The duo of Afriland Properties Plc and Geo-Fluids Plc crashed the NASD Over-the-Counter (OTC) Securities Exchange by a marginal 0.06 per cent on Wednesday, December 11 due to profit-taking activities.

The OTC securities exchange experienced a downfall at midweek despite UBN Property Plc posting a price appreciation of 17 Kobo to close at N1.96 per share, in contrast to Tuesday’s closing price of N1.79.

Business Post reports that Afriland Properties Plc slid by N1.14 to finish at N15.80 per unit versus the preceding day’s N16.94 per unit, and Geo-Fluids Plc declined by 1 Kobo to trade at N3.92 per share compared with the N3.93 it ended a day earlier.

At the close of transactions, the market capitalisation of the bourse, which measures the total value of securities on the platform, shrank by N650 million to finish at N1.055 trillion compared with the previous day’s N1.056 trillion and the NASD Unlisted Security Index (NSI) went down by 1.86 points to wrap the session at 3,012.50 points compared with 3,014.36 points recorded in the previous session.

The alternative stock market was busy yesterday as the volume of securities traded by investors soared by 146.9 per cent to 5.9 million units from 2.4 million units, as the value of shares transacted by the market participants jumped by 360.9 per cent to N22.5 million from N4.9 million, and the number of deals increased by 50 per cent to 21 deals from 14 deals.

When the bourse closed for the day, Geo-Fluids Plc remained the most active stock by volume (year-to-date) with 1.7 billion units valued at N3.9 billion, followed by Okitipupa Plc with 752.2 million units worth N7.8 billion, and Afriland Properties Plc 297.5 million units sold for N5.3 million.

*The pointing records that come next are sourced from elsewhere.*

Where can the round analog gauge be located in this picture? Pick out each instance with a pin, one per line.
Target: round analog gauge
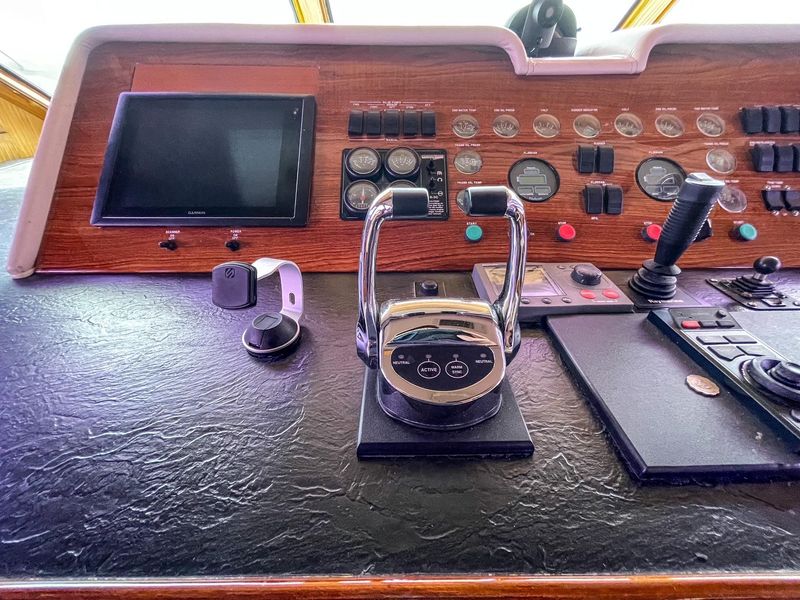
(403, 183)
(587, 126)
(468, 162)
(732, 199)
(465, 126)
(660, 178)
(533, 180)
(506, 126)
(669, 125)
(360, 194)
(546, 126)
(363, 162)
(402, 163)
(628, 124)
(721, 161)
(711, 125)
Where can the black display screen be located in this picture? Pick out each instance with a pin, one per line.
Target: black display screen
(207, 159)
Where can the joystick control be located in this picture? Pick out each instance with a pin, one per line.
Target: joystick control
(657, 278)
(757, 285)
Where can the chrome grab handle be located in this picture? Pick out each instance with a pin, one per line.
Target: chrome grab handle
(412, 204)
(489, 201)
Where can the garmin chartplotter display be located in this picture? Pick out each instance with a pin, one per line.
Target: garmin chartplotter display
(207, 159)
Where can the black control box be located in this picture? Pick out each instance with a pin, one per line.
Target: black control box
(368, 171)
(555, 289)
(752, 370)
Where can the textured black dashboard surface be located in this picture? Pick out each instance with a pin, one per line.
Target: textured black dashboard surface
(138, 439)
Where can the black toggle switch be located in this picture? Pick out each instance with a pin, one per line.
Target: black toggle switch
(391, 123)
(428, 123)
(605, 159)
(372, 123)
(773, 199)
(791, 198)
(772, 119)
(763, 157)
(784, 158)
(613, 200)
(752, 119)
(585, 159)
(790, 119)
(355, 124)
(410, 123)
(593, 198)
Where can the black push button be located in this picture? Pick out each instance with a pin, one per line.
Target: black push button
(372, 123)
(711, 339)
(593, 199)
(772, 119)
(410, 123)
(428, 123)
(773, 199)
(739, 338)
(790, 119)
(727, 352)
(355, 124)
(391, 123)
(763, 157)
(791, 198)
(613, 200)
(605, 159)
(784, 158)
(754, 350)
(752, 119)
(584, 159)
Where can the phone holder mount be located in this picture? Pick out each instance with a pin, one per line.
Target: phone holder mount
(438, 363)
(234, 287)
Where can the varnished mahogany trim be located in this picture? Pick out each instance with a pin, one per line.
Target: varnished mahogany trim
(616, 587)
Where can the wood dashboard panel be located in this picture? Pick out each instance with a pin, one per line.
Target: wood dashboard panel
(686, 80)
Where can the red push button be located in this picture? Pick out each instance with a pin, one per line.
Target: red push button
(566, 232)
(651, 233)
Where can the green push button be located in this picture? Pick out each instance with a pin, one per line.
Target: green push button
(473, 233)
(746, 232)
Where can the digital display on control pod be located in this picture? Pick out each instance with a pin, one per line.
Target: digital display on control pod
(536, 282)
(207, 159)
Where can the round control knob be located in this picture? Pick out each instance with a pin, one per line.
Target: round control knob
(767, 265)
(651, 233)
(566, 232)
(473, 233)
(745, 232)
(586, 274)
(429, 288)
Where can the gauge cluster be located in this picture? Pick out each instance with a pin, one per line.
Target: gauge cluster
(367, 171)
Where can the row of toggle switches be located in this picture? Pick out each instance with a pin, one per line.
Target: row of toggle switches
(777, 199)
(391, 123)
(770, 119)
(602, 198)
(780, 158)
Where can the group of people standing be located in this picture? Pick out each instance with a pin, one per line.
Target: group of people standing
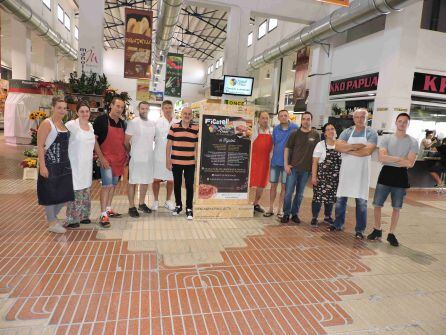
(339, 169)
(165, 150)
(155, 152)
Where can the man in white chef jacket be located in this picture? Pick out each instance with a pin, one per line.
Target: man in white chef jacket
(356, 144)
(160, 172)
(139, 139)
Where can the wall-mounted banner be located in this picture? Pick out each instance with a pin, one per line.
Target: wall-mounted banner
(225, 152)
(138, 43)
(174, 75)
(301, 74)
(344, 3)
(429, 83)
(365, 83)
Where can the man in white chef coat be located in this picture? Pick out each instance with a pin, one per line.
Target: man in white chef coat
(139, 139)
(160, 172)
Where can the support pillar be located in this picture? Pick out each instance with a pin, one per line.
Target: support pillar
(91, 36)
(235, 56)
(20, 51)
(319, 84)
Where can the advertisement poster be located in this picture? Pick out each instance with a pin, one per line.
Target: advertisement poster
(138, 43)
(174, 74)
(300, 79)
(142, 89)
(225, 152)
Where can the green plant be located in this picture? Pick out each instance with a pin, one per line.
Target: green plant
(87, 83)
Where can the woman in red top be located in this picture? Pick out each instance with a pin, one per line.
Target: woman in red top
(262, 144)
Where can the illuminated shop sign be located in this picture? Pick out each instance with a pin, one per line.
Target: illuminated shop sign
(429, 83)
(365, 83)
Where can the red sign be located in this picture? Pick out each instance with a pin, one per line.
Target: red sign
(138, 43)
(429, 83)
(368, 82)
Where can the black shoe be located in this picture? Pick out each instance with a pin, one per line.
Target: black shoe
(133, 212)
(392, 240)
(72, 225)
(177, 210)
(330, 221)
(295, 219)
(258, 209)
(144, 208)
(375, 234)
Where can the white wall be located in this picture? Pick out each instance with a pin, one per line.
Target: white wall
(358, 57)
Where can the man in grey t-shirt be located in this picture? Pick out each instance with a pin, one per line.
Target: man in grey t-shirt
(397, 152)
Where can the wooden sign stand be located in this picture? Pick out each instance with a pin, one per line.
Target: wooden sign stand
(223, 205)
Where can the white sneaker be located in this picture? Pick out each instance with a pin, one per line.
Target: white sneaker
(57, 229)
(169, 205)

Also, Aradel Holdings Plc, which is now listed on the Nigerian Exchange (NGX) Limited after its exit from NASD, remained the most active stock by value (year-to-date) with 108.7 million units sold for N89.2 billion, trailed by Okitipupa Plc with 752.2 million units valued at N7.8 billion, and Afriland Properties Plc with 297.5 million units worth N5.3 billion.